Collection Duration (s)
Sampling duration, in seconds. The default value is 60. The value range is 1 to 900.
Top-Down Type
Metrics to be collected.
- level 1: Backend Bound, Bad Speculation, Frontend Bound, and Retiring are collected by default.
- Other levels: You can select the metrics to be collected.
Analysis Metric
Metrics to be analyzed. This parameter is available when Top-Down Type is set to Other levels.
- Bad Speculation: Pipeline resources waste due to incorrect instruction speculations.
- Frontend Bound: Frontend is a part of a processor where instructions are fetched and decoded into the micro-ops (uOps) for the backend pipeline execution. This metric reflects the ratio of processor front-end resources that are under-utilized.
- Backend Bound->Resource Bound: (applicable to Kunpeng 920 processors; hidden if not supported by the environment) Backend is the processor portion that performs out-of-order dispatch and execution of uOps and returns results. Resource Bound is a subclass of Backend Bound. It reflects pipeline stalls that occur when uOps are dispatched to an out-of-order execution scheduler due to insufficient resources.
- Backend Bound->Core Bound: Backend is the processor portion that performs out-of-order dispatch and execution of uOps and returns results. Core Bound is a subclass of Backend Bound.
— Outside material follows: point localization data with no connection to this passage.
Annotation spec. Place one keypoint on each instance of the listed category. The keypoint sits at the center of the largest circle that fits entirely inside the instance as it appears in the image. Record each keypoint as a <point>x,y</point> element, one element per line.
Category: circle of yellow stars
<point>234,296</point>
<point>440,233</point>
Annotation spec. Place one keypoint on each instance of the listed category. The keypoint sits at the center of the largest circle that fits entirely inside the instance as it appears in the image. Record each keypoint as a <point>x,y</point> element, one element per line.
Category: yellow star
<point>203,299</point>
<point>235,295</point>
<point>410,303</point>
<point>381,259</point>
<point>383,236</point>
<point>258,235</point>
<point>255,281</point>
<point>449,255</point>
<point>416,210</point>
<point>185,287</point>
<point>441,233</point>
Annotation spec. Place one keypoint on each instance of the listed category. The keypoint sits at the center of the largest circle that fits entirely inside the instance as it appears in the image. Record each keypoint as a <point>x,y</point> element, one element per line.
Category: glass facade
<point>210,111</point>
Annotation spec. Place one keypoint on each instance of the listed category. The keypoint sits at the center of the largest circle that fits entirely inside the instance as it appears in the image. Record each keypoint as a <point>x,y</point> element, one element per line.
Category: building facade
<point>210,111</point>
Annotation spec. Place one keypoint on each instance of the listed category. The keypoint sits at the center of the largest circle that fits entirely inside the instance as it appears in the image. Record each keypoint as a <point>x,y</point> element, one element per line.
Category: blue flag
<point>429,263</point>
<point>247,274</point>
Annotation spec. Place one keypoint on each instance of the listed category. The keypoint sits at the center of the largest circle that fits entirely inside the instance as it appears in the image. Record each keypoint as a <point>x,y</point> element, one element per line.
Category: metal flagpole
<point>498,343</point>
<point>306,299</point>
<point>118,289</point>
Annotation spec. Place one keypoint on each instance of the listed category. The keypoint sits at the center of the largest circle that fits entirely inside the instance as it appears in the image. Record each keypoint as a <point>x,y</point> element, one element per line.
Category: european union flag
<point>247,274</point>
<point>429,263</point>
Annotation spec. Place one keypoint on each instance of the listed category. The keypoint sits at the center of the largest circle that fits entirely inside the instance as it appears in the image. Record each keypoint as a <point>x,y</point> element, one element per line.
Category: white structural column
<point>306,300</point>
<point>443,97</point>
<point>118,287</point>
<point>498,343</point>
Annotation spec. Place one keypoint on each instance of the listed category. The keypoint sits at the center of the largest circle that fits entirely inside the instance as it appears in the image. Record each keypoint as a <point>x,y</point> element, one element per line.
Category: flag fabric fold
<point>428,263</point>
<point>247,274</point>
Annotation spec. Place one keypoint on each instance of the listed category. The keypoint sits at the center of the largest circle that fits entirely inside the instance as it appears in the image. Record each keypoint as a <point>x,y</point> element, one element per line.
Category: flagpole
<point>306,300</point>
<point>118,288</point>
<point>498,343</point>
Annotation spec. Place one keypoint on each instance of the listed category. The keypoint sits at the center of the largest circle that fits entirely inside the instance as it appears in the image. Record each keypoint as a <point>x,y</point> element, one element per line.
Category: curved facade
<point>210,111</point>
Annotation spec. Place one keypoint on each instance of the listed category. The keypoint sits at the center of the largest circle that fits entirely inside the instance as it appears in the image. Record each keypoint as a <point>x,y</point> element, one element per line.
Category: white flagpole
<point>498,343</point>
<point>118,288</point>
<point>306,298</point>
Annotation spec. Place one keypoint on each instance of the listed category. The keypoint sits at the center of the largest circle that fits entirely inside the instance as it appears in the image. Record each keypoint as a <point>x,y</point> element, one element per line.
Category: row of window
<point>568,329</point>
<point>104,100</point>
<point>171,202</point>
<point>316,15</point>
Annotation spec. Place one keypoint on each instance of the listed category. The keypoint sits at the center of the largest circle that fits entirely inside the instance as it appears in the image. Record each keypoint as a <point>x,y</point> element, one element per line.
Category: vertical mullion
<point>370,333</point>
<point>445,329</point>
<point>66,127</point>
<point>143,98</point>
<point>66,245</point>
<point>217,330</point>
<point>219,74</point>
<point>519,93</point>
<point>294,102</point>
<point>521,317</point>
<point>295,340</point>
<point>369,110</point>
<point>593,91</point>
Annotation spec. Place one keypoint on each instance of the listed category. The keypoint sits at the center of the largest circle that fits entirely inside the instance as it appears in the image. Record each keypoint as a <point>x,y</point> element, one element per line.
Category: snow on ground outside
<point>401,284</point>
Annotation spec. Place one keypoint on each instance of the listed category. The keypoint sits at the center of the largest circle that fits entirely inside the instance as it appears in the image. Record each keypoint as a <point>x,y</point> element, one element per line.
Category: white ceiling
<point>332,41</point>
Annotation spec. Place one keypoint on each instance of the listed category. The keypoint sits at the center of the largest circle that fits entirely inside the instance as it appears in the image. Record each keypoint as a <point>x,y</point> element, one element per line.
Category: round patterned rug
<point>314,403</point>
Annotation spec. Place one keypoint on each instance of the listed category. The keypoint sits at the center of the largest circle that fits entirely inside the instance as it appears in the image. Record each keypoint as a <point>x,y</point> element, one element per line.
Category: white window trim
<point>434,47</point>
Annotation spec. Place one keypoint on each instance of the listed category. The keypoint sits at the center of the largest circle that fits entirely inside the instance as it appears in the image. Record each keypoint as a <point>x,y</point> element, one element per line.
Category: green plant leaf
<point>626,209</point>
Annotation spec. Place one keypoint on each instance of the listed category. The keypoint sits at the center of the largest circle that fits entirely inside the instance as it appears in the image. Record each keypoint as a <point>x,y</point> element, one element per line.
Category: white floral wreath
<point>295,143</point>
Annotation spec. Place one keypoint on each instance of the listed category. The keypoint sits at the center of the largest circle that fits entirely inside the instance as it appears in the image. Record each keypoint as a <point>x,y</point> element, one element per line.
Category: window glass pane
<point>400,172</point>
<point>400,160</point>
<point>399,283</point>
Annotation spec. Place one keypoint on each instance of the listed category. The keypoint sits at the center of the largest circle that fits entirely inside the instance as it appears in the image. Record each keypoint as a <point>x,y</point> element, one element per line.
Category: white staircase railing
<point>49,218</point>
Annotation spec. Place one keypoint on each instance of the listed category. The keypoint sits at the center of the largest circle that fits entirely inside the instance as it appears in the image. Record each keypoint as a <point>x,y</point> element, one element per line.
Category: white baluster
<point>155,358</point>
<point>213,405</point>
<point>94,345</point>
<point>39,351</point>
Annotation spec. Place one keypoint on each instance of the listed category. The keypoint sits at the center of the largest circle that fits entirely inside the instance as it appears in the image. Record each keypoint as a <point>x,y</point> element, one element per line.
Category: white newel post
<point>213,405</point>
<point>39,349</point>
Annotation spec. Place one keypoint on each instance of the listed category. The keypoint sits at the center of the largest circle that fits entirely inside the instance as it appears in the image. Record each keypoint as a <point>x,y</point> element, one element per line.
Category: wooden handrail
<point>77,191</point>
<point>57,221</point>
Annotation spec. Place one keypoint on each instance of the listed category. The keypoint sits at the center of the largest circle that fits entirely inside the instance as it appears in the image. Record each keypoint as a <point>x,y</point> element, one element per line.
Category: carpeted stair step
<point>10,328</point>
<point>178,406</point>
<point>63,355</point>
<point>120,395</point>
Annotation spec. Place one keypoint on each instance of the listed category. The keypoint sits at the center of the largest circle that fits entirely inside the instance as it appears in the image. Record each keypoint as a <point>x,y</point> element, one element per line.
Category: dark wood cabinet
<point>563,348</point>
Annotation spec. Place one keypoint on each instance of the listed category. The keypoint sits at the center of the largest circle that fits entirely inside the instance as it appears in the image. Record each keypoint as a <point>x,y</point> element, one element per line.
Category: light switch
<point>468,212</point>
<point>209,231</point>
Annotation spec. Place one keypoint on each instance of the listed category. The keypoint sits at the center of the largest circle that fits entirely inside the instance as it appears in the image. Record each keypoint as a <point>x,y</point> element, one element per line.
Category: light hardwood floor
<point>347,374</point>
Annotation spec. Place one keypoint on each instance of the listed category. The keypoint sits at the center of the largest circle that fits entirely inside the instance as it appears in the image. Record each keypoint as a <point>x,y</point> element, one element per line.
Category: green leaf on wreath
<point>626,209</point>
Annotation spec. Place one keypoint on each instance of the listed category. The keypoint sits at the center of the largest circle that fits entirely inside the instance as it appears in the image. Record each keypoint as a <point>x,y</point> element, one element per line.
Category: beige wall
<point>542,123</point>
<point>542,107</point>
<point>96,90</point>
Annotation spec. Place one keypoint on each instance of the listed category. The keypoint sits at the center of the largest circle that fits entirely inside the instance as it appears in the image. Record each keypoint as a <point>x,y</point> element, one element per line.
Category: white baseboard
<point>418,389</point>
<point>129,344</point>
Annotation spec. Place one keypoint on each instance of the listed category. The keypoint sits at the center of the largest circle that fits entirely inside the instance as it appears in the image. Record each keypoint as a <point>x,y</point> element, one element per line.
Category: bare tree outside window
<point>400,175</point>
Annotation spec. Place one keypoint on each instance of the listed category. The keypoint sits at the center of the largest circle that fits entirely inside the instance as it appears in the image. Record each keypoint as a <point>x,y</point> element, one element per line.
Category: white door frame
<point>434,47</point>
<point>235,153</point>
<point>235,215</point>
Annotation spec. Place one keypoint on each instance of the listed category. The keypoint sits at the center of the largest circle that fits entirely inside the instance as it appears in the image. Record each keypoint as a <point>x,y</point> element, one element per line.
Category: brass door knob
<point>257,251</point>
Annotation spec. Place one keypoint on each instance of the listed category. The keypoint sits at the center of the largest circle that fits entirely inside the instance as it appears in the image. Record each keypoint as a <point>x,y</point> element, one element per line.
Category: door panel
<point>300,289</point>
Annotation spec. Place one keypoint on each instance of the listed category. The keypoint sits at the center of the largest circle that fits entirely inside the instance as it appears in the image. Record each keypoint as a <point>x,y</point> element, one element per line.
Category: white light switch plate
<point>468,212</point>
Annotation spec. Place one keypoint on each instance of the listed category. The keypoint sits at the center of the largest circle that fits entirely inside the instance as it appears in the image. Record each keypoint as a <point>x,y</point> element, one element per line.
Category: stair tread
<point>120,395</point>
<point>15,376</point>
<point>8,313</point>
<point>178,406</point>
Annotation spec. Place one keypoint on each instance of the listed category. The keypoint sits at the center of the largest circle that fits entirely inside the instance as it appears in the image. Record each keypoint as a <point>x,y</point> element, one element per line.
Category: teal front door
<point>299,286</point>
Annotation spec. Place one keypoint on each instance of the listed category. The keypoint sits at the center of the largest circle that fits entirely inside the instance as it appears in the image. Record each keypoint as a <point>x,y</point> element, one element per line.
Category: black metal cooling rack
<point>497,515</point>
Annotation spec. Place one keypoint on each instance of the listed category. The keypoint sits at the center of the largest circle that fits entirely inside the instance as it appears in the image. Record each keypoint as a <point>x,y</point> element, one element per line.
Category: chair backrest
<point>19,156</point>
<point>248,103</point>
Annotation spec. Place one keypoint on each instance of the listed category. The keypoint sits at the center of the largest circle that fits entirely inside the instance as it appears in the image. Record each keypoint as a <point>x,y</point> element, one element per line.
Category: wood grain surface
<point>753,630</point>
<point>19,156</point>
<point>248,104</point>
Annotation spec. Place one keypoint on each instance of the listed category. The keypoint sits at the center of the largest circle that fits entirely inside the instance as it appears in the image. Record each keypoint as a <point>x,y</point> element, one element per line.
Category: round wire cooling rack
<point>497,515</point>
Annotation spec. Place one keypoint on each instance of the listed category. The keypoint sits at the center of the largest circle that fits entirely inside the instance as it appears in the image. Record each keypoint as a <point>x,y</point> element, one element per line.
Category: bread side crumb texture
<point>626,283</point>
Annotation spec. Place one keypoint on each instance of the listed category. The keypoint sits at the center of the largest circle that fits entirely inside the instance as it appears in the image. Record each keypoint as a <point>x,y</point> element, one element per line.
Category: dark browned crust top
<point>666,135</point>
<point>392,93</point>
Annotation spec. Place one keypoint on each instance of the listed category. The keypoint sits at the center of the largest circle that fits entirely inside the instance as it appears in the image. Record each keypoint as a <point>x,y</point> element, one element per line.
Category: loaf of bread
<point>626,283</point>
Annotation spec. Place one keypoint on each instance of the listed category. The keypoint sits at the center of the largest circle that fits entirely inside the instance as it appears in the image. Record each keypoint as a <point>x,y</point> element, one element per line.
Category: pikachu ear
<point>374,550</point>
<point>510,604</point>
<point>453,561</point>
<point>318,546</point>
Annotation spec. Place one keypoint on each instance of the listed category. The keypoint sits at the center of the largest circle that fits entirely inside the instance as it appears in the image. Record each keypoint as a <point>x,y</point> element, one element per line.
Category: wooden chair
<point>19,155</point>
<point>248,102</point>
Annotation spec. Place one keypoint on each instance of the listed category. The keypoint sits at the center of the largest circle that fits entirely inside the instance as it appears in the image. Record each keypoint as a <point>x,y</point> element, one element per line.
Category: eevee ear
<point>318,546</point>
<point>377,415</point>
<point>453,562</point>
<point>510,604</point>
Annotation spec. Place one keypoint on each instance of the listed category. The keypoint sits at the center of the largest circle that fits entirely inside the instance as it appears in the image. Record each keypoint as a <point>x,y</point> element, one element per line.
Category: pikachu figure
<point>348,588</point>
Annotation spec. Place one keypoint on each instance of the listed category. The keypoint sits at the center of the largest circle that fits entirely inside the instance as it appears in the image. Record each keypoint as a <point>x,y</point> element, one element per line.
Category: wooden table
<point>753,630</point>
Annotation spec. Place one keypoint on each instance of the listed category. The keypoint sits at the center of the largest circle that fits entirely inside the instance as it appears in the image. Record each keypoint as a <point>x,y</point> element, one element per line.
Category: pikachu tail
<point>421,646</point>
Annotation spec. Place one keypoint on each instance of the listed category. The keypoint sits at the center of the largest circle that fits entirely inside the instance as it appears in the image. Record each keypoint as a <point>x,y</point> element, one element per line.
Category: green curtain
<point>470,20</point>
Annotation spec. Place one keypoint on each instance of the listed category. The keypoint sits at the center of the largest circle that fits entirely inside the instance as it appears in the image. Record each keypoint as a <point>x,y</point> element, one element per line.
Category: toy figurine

It reflects the ratio of performance bottlenecks due to insufficient CPU execution unit resources.
- Backend Bound->Memory Bound: Backend is the processor portion that performs out-of-order dispatch and execution of uOps and returns results. Memory Bound is a subclass of Backend Bound. It reflects pipeline stalls due to data read/write waiting.
(Optional) CPU Cores to Be Sampled
IDs of the CPU cores to be sampled. This parameter is available in Advanced Configurations when Collection Mode is CPU.
NOTE:- Set this parameter if you want to collect the performance data of an application on a CPU core. Enter one or more CPU core IDs here. The value range is 0 to the total number of CPU cores of the server minus 1. For example, if you enter 0-2,10 for a 16-core CPU, performance data of CPU cores 0, 1, 2, and 10 will be collected and analyzed.
(Optional) Collection Range
Collection range. This parameter is available in Advanced Configurations when Collection Mode is set to Process/Threads. The default value is All. The options are:
- All: collects performance data of the application layer and OS kernel.
- User Mode: collects performance data of the application layer.
- Kernel Mode: collects performance data of the OS kernel.
Collection Delay (s)
Sampling delay, in seconds. The value ranges from 0 (default) to 899. This parameter can be configured in Advanced Configurations and is mandatory when Analysis Object is Application and Mode is Launch application.
NOTE:The sampling starts after the specified time. This parameter is used to ignore the program startup analysis, warm up the sampling program, and eliminate sampling delay caused by factors such as environment detection.
- Click OK.
You can click the icons next to the task name to perform the following operations:
: cancels the analysis task. After an analysis task is canceled, the collected information will be deleted.
: restarts the analysis task. You can modify task parameter settings and restart an analysis task. This button is available when a task is canceled or fails.
: deletes the analysis task. After a task is deleted, all data of this task will be deleted. Exercise caution when performing this operation.
: performs the analysis again. The analysis task is renamed and restarted.
: creates a task for comparing analysis results.
: changes the task or report name. The report naming rule is the same as that of a task.